Attorney General Jeff Sessions ordered DOJ prosecutors to ask FBI agents about evidence they found in the Uranium One Investigation. (Dec 21st, 2017)

The true Uranium One story was always about Kazakhstan uranium assets.

 

Bill Clinton met Canadian investor Frank Giustra in June 2005, during a fund-raiser at Mr.
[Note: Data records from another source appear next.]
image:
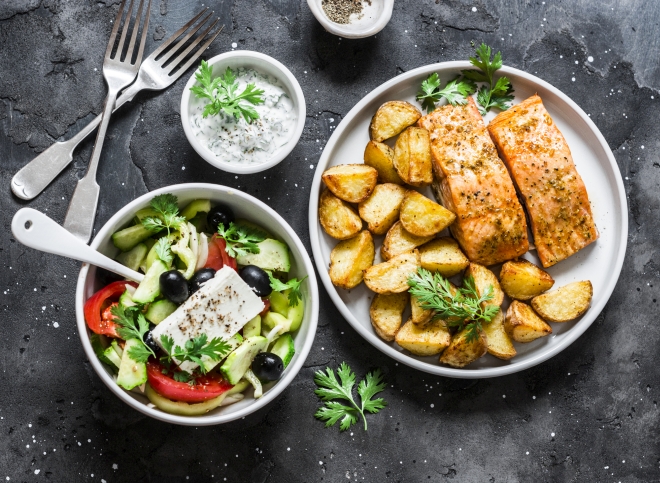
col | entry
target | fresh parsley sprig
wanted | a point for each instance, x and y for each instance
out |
(294, 284)
(456, 91)
(222, 93)
(241, 239)
(331, 389)
(461, 308)
(495, 93)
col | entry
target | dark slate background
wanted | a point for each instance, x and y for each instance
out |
(590, 414)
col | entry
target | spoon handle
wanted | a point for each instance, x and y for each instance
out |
(35, 230)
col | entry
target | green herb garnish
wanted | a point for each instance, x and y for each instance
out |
(461, 308)
(330, 389)
(222, 93)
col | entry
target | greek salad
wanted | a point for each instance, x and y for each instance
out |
(214, 315)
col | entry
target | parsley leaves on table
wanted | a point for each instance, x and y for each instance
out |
(133, 325)
(456, 91)
(461, 308)
(331, 389)
(222, 93)
(294, 284)
(167, 207)
(495, 93)
(241, 239)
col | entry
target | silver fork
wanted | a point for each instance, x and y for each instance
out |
(153, 75)
(119, 70)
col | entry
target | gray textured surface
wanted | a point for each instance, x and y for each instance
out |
(589, 414)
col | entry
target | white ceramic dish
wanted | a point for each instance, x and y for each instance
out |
(600, 262)
(261, 63)
(244, 206)
(374, 18)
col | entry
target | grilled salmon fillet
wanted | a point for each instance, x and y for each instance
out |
(472, 181)
(542, 167)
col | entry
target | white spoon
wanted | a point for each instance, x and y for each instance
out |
(35, 230)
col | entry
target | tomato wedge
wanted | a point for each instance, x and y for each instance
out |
(96, 305)
(206, 387)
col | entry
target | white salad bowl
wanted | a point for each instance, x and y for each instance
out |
(244, 206)
(266, 65)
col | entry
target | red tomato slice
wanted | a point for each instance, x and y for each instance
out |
(206, 387)
(98, 303)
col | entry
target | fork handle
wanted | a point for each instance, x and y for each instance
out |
(35, 176)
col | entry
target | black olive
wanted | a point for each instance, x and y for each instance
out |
(219, 214)
(201, 276)
(174, 286)
(267, 366)
(257, 279)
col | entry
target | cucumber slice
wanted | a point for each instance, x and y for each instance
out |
(273, 255)
(239, 361)
(129, 237)
(149, 288)
(131, 373)
(284, 348)
(159, 311)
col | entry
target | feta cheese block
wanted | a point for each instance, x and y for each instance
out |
(220, 308)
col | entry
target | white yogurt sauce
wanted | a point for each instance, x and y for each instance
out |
(236, 141)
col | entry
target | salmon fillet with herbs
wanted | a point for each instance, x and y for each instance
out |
(542, 167)
(472, 181)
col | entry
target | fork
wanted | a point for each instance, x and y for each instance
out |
(119, 70)
(154, 74)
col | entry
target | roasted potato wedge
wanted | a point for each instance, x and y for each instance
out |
(565, 303)
(483, 278)
(392, 276)
(391, 118)
(351, 182)
(350, 258)
(462, 352)
(422, 216)
(338, 218)
(386, 313)
(412, 157)
(523, 325)
(427, 340)
(522, 280)
(381, 209)
(381, 157)
(398, 241)
(444, 256)
(499, 342)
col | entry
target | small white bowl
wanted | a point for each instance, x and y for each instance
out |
(374, 18)
(261, 63)
(244, 206)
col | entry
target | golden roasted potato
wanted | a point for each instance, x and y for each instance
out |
(386, 313)
(499, 342)
(398, 241)
(428, 340)
(392, 276)
(381, 209)
(483, 278)
(444, 256)
(565, 303)
(351, 182)
(422, 216)
(350, 258)
(523, 325)
(522, 280)
(338, 218)
(391, 118)
(462, 352)
(381, 157)
(412, 157)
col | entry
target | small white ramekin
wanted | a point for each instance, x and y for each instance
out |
(261, 63)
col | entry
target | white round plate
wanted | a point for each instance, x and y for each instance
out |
(600, 262)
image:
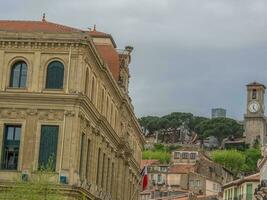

Giustra’s Vancouver home.

 

Frank Giustra owned UrAsia, a small, newly formed, uranium company that was seeking to purchase lucrative uranium reserves in Kazakhstan.

 

Kazakhstan has about 1/5 of the world’s uranium reserves.

 

Clinton & Giustra had a private meeting with Kazakhstan President Nazarbayev on September 6, 2005.

 

UrAsia (Giustra’s company) signed 2 memorandums of understanding with Kazatomprom (Kazakhstan National Atomic Company) to become partners in 3 uranium mines on September 8, 2005, two days after Clinton’s visit.

 

Frank Giustra donated a total of $145 million to the Clinton Foundation.

 

The donations appeared to be directly tied to the series of transactions involving UrAsia, Kazatomprom, Uranium One & ultimately, Rosatom (Russia’s Nuclear Agency)

 

$31.3 million came directly after the closing of the UrAsia/Kazatomprom transaction in early 2006.

 

Giustra pledged another $100 million in June 2007, after the closing of Uranium One’s acquisition of Giustra’s company, UrAsia.

 

Another $2.3 million was paid to the Clinton Foundation by Ian Telfer, the Chairman of Uranium One.

 

Between $1.3 million & $5.6 million in contributions came from multiple people with ties to Uranium One / UrAsia.

 

In October 2010, the Committee on Foreign Investment approved the sale of Uranium One to Rosatom, the Russian State Nuclear Agency.

 

Clinton & Giustra had a private meeting with Kazakhstan President Nazarbayev on September 6, 2005.

 

Clinton publicly praised President Nazarbayev at a dinner, conferring respectability on a regime with a shaky human rights record.

 

Giustra discussed interest in acquiring Kazakhstan uranium assets with President Nazarbayev during the visit.

 

UrAsia paid $450 million to Kazatomprom to enter into the partnership.

 

The agreement transformed UrAsia from a small unknown shell company into one of the world’s largest uranium producers overnight.

 

4 months later, Giustra made the $31.3 million donation to the Clinton Foundation.

 

Clinton Foundation officials suggested that the $31.3 million contribution listed on its tax return did not come from a single donor. They then said it came from a single source, but declined to identify it.

 

In September 2006, Giustra co-hosted Bill Clinton’s 60th birthday, an event that raised $21 million for the Clinton Foundation.

 

In 2007, Uranium One, a South African mining company, agreed to buy UrAsia for a staggering $3.1 BILLION.

 

Uranium One paid $7.05 per share for Giustra’s UrAsia.

 

In February 2007, the head of Kazatomprom, Moukhtar Dzhakishev, traveled to the United States to meet with Bill Clinton & Frank Giustra at Clinton’s home. Mr. Dzhakishev said “He wanted to discuss Kazakhstan’s intention [not publicly known at the time] to buy a 10 percent stake in Westinghouse”, a United States supplier of nuclear technology.

 

Clinton & Giustra denied that any such meeting occurred arranging for Kazakh officials to meet with Clinton.

 

After The Times told them that others said a meeting, in Mr. Clinton’s home, had in fact taken place, both men acknowledged it.

 

“You are correct that I asked the president to meet with the head of Kazatomprom,” Giustra said.

 

“Dzhakishev asked me in February 2007 to set up a meeting with former President Clinton to discuss the future of the nuclear energy industry.”

 

Clinton’s spokesman issued what he called a “correction,” saying: “Giustra told our office that in February 2007, he brought Dzhakishev from Kazatomprom to meet with President Clinton to discuss the future of nuclear energy.”

 

Dzhakishev would later be arrested, in May 2009, for arranging corrupt uranium transactions with foreign companies.